Not a sedan. Not a baby SUV. A two-door, 2+2 gran turismo — the exact body style that launched the brand in 1963 with the 350 GT, before anyone associated the name with scissor doors and Miami Vice fantasies.
“What was missing, or what is still missing, and what was at the beginning, the starting point of our company, is a gran turismo,” Winkelmann told reporters at the 12 Hours of Sebring. “So the idea is a two-door 2+2 gran turismo.”
The timing is telling. Just weeks earlier, in February, Lamborghini pulled the plug on the Lanzador, the all-electric four-seat concept unveiled in 2023 that was supposed to be the company’s bold leap into battery power. Winkelmann described the EV target market as “close to zero.” Now he’s pivoting that fourth model slot toward something with a combustion engine and a longer hood.
The Lanzador concept showed up with SUV-like ride height, black plastic cladding, and a coupe roofline — a familiar recipe in today’s market. But Winkelmann’s new language suggests the production car could sit considerably lower, with proportions closer to a traditional GT than a jacked-up crossover. That’s a meaningful shift from what the concept promised.

Winkelmann was methodical about what he ruled out. A compact SUV would cannibalize the Urus, which remains Lamborghini’s volume king. A sedan made no strategic sense either.
If you sell a sedan, you sell almost only long-wheelbase cars, which are not looking that good on our type of cars,” he said. That’s a polite way of saying Lamborghini has no business building a limousine.
The company flirted with both ideas before. The Estoque sedan concept surfaced in 2008 and went nowhere. The Asterion hybrid GT concept appeared in 2014 and also died on the show stand. Lamborghini has been circling this segment for over a decade without committing.
This time feels different, if only because the rest of the lineup has matured enough to justify it. The Revuelto and Temerario are proper supercars — violent, uncompromising, not built for crossing continents. The Urus SE handles grand touring duties by default, but it weighs nearly three tons and shares a platform with the Porsche Cayenne.
There’s a gap between the SUV and the mid-engined screamers that a front-engined, long-legged coupe could fill perfectly.
If it arrives as expected before decade’s end — likely around 2029 — this GT would almost certainly carry a plug-in hybrid powertrain. Lamborghini wants its entire range electrified by 2030, and Winkelmann has repeatedly pledged to keep internal combustion alive “for as long as possible.” A PHEV grand tourer threads that needle.

It would also be the first front-engined, non-SUV Lamborghini since the Espada ceased production in 1978. Nearly half a century.
The competitive set is formidable: Ferrari Roma, Aston Martin DB12, Bentley Continental GT, Mercedes-AMG GT 63 S E Performance. Every one of those cars prints money for its manufacturer. Every one attracts buyers who want speed without spinal damage.
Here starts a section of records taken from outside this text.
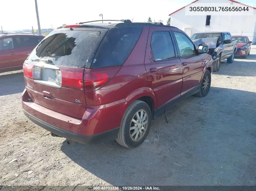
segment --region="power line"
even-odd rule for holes
[[[36,13],[36,18],[37,19],[37,25],[38,26],[38,30],[39,33],[41,34],[41,27],[40,27],[40,21],[39,21],[39,14],[38,14],[38,8],[37,7],[37,0],[35,0],[35,12]]]

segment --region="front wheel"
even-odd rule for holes
[[[198,97],[206,96],[208,94],[211,88],[211,72],[208,70],[206,70],[199,84],[199,91],[195,95]]]
[[[139,100],[133,102],[123,117],[117,142],[127,148],[134,148],[140,145],[148,134],[151,117],[151,111],[148,104]]]
[[[234,50],[234,51],[233,52],[233,54],[232,54],[232,55],[231,56],[229,56],[228,58],[227,59],[227,62],[229,64],[231,64],[231,63],[233,63],[233,62],[234,61],[234,58],[235,57],[235,51]]]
Winkelmann hasn’t abandoned the idea of a pure EV entirely. He told Road & Track that Lamborghini is “continuing to work on the EV idea” and wants “to be ready when the time comes,” though he emphasized that won’t happen before 2030. The batteries can wait, but a fourth revenue stream cannot.
Lamborghini built its legend on the Miura and Countach. But Ferruccio Lamborghini built his company on elegant, front-engined grand tourers meant to eat miles, not apexes. Sixty-three years later, his successor is finally circling back to the original formula — with a hybrid battery where the spare tire used to be.